When an opportunity for fraud is identified and blocked so that fraud is either prevented or caught in an early stage, significant dollars, time, and effort are saved. Companies eliminate the need to reconstruct fraudulent transactions, track down the con, and pursue extensive efforts to reclaim overpaid funds. Eliminating opportunity for claims fraud requires maintaining solid internal controls and communicating policies to employees, vendors, and partner entities. Proactive auditing, frequent claims file peer reviews, and careful verification of all claims payments are foundational requirements that must be supported with sufficient monetary and human resources as well as by top levels of management.
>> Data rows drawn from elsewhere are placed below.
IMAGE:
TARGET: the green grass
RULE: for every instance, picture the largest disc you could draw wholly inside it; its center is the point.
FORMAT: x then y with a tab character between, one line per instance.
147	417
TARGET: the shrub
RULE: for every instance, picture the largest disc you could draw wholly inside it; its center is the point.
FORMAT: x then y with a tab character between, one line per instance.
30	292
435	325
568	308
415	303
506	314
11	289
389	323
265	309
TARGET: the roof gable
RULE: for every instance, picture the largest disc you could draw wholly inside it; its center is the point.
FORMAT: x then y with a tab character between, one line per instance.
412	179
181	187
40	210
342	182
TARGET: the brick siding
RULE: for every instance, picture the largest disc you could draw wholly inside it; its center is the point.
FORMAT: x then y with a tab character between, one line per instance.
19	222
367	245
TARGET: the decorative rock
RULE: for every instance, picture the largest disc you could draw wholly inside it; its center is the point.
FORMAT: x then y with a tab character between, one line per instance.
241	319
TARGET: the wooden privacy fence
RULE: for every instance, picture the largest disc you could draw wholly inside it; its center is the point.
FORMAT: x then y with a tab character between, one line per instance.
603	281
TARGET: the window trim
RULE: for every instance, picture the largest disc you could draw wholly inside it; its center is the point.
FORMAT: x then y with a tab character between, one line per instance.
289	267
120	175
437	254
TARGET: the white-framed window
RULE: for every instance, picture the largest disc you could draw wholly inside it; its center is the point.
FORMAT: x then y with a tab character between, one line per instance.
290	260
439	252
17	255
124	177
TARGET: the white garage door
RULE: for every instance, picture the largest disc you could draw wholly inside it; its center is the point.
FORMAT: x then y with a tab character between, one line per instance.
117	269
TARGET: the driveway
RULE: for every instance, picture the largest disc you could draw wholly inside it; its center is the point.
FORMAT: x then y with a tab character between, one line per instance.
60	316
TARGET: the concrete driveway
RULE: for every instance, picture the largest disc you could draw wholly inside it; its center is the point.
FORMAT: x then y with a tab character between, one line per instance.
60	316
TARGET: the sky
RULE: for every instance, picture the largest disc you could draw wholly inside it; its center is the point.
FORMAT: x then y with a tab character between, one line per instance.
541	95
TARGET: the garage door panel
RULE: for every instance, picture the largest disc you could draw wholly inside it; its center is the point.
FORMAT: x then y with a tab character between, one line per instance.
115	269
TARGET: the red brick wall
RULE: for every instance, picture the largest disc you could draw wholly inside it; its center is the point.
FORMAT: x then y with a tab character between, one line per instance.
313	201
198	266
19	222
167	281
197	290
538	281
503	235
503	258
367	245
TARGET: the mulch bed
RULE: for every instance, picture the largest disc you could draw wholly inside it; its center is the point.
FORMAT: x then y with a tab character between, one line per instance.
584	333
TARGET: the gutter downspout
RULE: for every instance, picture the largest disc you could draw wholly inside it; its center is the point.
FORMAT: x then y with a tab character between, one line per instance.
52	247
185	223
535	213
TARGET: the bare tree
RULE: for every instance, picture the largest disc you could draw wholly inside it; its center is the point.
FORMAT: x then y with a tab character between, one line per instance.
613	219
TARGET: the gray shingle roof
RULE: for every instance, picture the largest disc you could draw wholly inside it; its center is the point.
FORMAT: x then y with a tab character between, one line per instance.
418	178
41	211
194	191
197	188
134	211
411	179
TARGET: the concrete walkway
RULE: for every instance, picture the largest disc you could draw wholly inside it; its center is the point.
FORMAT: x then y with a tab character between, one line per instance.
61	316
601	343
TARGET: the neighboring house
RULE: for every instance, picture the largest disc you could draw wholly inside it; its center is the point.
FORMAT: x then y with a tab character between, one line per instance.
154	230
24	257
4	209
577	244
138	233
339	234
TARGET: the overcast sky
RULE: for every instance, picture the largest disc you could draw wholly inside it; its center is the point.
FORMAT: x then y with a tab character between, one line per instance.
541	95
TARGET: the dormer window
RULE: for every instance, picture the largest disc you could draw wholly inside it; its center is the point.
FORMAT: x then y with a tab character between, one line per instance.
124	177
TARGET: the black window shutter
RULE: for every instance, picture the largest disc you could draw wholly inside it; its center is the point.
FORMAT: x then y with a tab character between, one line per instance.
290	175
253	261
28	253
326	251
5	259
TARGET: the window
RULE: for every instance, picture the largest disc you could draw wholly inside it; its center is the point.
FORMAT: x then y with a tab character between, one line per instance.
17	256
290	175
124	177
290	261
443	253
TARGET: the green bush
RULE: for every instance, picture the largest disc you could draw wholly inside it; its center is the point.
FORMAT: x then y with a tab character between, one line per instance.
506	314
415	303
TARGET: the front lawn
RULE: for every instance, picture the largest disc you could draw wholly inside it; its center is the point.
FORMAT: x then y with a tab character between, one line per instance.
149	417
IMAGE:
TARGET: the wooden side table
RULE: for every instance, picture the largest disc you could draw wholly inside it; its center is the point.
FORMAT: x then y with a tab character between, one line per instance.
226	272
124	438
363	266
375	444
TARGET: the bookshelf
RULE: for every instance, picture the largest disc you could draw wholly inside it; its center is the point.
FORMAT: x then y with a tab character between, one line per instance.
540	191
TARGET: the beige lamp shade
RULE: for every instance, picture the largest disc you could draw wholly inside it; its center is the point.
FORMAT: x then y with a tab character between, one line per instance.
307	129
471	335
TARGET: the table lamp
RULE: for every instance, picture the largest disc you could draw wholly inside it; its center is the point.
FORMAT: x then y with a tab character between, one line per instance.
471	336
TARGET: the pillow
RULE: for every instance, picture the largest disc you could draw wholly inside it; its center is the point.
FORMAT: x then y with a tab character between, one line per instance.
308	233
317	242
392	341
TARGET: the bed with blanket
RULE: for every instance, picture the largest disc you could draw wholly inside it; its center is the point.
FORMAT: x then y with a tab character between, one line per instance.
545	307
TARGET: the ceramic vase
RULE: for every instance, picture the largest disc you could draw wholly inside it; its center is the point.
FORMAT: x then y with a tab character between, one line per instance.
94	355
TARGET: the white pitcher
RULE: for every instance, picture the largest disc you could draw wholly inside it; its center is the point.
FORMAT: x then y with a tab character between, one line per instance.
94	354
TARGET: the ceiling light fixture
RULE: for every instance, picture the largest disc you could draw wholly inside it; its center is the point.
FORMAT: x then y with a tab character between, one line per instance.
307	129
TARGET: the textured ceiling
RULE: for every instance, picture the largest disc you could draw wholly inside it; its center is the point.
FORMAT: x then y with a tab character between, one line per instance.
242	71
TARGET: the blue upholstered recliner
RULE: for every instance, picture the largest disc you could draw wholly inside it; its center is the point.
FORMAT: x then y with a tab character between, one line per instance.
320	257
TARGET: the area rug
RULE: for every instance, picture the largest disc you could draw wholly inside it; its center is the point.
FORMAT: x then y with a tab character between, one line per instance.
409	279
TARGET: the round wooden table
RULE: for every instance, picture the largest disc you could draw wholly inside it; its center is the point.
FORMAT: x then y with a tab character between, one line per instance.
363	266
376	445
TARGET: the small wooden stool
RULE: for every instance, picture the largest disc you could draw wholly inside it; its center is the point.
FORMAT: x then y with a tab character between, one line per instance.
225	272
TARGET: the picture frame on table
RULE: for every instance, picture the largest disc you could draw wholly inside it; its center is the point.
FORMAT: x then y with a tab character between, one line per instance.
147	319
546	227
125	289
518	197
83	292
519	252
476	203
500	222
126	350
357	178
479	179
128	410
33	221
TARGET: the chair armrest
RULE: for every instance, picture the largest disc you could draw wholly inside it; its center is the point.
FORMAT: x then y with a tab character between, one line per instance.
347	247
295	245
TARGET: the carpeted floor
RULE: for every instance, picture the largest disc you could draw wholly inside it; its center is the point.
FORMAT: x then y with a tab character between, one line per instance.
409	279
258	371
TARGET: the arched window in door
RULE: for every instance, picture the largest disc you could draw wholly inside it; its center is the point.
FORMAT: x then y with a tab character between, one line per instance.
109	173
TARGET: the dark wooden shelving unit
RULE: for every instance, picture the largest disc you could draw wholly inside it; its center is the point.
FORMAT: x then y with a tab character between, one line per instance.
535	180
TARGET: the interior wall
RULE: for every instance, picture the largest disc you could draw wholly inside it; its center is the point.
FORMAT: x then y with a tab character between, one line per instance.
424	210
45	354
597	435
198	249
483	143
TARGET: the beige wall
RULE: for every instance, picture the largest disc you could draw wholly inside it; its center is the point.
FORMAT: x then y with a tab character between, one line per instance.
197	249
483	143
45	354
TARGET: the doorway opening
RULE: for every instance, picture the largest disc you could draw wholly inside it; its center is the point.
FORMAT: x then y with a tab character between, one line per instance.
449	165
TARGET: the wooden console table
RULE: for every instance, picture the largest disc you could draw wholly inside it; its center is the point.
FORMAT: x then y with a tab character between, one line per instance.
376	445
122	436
Fraud prevention expenses should be considered an investment, not simply a drain on resources.
A fraudster’s perception of opportunity not only can be based on circumstances and the physical environment but also is tied to whether the individual believes she will be caught. Fraud is less likely to occur in areas and in companies where there is an expectation and history of punishment. One suggestion frequently promoted by antifraud organizations is the establishment of fraud hotlines and whistleblowing mechanisms such as anonymous online fraud tip forms. Another is to release information to the public about specific prosecutions and punishment of fraudsters by specific companies. Highly publicizing fraud-fighting efforts and ensuring that fraud is seriously penalized not only will help limit the perceived opportunity for fraud, but also it can help build the insurer’s reputation as a company that cracks down on crime.
Understanding the Fraud Triangle Theory can be a powerful tool in claims fraud risk management and prevention. Removing just one element of the triangle reduces the likelihood and frequency of illegitimate claims or activities and, ultimately, will help improve the claims department’s bottom line.